Tatiana Eva-Marie: The problem with this question is that every era that interests me is either riddled with plague or war, or both. But I would have to say Paris in the 1940s. Precisely, I would want to know what it’s like to be fifteen years old in 1945: run away from home to become a Zazou, witness the Liberation of Paris and smoke cigarettes in existentialist cabarets with Jean-Paul Sartre, Boris Vian and Juliette Gréco. It must have been a very exciting time for artistic exploration and freedom of expression.
upfrontNY: What do you love most about living and performing in New York City?
Tatiana Eva-Marie: I love the passion of artists I meet in this city. The musicians here are out of their minds. An average day for them is practicing all afternoon in the darkness of their tiny windowless overpriced rooms, then playing a gig and afterwards going to a jam session to play some more until 3am. They are basically monomaniacal musical sociopaths. And I don’t know why I keep saying “they” because I am totally guilty of the same behavior. But that’s what makes New York so special, all the crazy charming people you get to rub elbows with.
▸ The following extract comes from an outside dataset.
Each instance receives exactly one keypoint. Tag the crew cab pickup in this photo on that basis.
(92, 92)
It keeps performing interesting and fun. If you are not somewhat mental you can’t survive in a jungle-city like New York.
upfrontNY: Do you have a favorite venue that you have performed in?
Tatiana Eva-Marie: I was ecstatic to perform with my band at Lincoln Center’s Midsummer Night Swing festival. My mom used to take me there when I was a kid and I always had that “maybe someday…” moment when I saw the bands on that stage. It was very special when they called to book me for that festival. The day of the performance, I was devastated because it had been pouring all afternoon and I was sure the concert would be cancelled, but a magical thing happened: the rain stopped ten minutes before the beginning of the show… and resumed as soon as we stopped playing. Then I went skipping about under the rain like a wild child. Absolutely magical.
upfrontNY: Do you have a venue that you have always wanted to perform?
Tatiana Eva-Marie: To me it’s not really about the venues, but more about the people and the traveling. I can be happy playing for five people or a thousand people just the same. A dream of mine is to go perform in Russia, because the Russians are very fond of French culture and music. There is a long history of mutual artistic admiration between France and Russia and it would be interesting to keep exploring it.